In 1185, King Henry II of England sent a messenger to Rome, requesting that his youngest son, Prince John, should be recognised as King of Ireland. With the request granted, John went to Ireland to fight for his dominion and with him went Theobald Walter, the first of the warriors of the Pale - that part of Ireland completely under English rule in the Medieval period. The Butlers would produce an unbroken succession of male heirs right down to 1515.
For the first two centuries the military struggle between the native Irish and the Normans was a bloody stalemate; then in 1399 Richard II attempted to quell the Irish chieftains once and for all, but was pushed back to the Pale - and in the process lost the English throne to Henry IV. Raymond Butler follows the fascinating and not always well documented military struggle in Ireland, focussing upon the extraordinary Butler dynasty, who supported the English kings and were duly rewarded, the eighth earl being made Chief Governor of Ireland by Henry VIII.

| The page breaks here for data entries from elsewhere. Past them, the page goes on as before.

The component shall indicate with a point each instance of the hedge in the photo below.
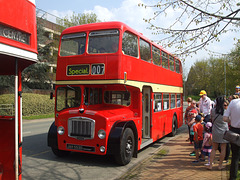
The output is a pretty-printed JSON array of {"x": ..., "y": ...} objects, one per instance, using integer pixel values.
[{"x": 32, "y": 104}]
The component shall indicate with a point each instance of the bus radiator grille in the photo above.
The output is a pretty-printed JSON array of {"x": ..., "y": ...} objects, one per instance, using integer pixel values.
[{"x": 81, "y": 128}]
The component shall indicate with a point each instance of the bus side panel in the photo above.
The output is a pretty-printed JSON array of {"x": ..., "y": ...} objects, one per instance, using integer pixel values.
[{"x": 143, "y": 71}]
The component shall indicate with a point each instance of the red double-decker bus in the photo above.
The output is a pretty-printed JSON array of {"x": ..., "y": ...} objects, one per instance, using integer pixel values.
[{"x": 116, "y": 92}]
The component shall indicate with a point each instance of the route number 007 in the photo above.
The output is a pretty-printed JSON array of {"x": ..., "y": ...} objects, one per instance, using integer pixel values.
[{"x": 97, "y": 69}]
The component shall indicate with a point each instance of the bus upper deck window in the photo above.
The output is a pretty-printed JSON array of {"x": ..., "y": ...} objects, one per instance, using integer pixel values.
[
  {"x": 73, "y": 44},
  {"x": 103, "y": 41},
  {"x": 130, "y": 44}
]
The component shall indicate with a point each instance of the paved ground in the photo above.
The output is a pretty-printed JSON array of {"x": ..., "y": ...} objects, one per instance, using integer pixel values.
[{"x": 172, "y": 161}]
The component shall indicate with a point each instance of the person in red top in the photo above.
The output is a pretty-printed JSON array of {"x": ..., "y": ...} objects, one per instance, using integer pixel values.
[{"x": 198, "y": 137}]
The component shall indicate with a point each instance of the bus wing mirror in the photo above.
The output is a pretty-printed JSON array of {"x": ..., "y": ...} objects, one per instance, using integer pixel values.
[
  {"x": 126, "y": 96},
  {"x": 52, "y": 95}
]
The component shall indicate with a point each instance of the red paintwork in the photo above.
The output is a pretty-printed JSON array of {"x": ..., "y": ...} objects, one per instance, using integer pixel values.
[
  {"x": 115, "y": 66},
  {"x": 20, "y": 16}
]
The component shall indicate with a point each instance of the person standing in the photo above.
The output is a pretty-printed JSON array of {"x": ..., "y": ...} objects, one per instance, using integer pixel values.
[
  {"x": 198, "y": 137},
  {"x": 188, "y": 115},
  {"x": 232, "y": 115},
  {"x": 218, "y": 129},
  {"x": 205, "y": 105}
]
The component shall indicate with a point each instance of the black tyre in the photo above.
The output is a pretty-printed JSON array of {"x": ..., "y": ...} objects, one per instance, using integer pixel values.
[
  {"x": 127, "y": 145},
  {"x": 60, "y": 153},
  {"x": 174, "y": 126}
]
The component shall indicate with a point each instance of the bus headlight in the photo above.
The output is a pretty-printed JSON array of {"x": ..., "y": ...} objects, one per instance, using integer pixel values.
[
  {"x": 101, "y": 134},
  {"x": 61, "y": 130},
  {"x": 102, "y": 149}
]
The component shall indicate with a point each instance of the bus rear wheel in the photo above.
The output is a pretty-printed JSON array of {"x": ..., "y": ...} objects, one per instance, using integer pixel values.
[
  {"x": 60, "y": 153},
  {"x": 127, "y": 145}
]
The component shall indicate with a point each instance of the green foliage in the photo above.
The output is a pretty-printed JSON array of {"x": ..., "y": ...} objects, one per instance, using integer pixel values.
[
  {"x": 32, "y": 104},
  {"x": 77, "y": 19},
  {"x": 210, "y": 75}
]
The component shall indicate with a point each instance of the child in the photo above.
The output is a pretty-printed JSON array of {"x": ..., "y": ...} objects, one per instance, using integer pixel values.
[
  {"x": 207, "y": 142},
  {"x": 198, "y": 137}
]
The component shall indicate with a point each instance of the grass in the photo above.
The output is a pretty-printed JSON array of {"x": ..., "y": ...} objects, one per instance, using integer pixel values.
[{"x": 41, "y": 116}]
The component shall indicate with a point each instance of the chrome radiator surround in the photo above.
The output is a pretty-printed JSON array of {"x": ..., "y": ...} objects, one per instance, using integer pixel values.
[{"x": 81, "y": 128}]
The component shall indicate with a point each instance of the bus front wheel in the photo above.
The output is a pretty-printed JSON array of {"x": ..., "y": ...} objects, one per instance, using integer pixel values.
[
  {"x": 127, "y": 145},
  {"x": 174, "y": 126}
]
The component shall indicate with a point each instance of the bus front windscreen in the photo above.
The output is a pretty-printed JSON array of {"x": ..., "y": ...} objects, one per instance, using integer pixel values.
[
  {"x": 103, "y": 42},
  {"x": 68, "y": 97},
  {"x": 73, "y": 44}
]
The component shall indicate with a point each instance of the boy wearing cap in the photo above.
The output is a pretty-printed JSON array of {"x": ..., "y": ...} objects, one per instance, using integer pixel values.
[
  {"x": 205, "y": 105},
  {"x": 198, "y": 137}
]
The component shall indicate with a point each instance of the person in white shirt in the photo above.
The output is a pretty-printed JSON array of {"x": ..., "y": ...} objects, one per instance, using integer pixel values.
[
  {"x": 232, "y": 115},
  {"x": 205, "y": 105}
]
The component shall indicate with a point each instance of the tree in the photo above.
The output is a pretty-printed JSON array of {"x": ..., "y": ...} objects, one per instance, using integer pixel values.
[
  {"x": 198, "y": 22},
  {"x": 36, "y": 76},
  {"x": 78, "y": 19}
]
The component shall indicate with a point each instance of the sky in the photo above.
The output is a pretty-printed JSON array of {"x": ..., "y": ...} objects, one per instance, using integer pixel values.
[{"x": 128, "y": 11}]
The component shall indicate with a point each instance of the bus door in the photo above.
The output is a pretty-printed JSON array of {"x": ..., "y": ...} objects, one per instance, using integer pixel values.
[{"x": 146, "y": 112}]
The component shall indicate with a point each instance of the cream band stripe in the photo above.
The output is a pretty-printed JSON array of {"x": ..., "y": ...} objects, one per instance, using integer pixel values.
[{"x": 138, "y": 84}]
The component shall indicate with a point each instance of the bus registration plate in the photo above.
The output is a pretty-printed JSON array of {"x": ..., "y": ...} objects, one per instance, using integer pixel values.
[{"x": 80, "y": 148}]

The last of the great warriors of The Pale, the 'Black Earl', was Lieutenant-General of Ireland at his death in 1614, still loyal to the English King James I: though the Butlers had not always been loyal, not when their vast lands and wealth had been threatened. This is a 400-year-long story of pitched battles, shifting loyalties, political confusion, assimilation, treachery and military prowess that sheds new light on the entwined histories of England and Ireland.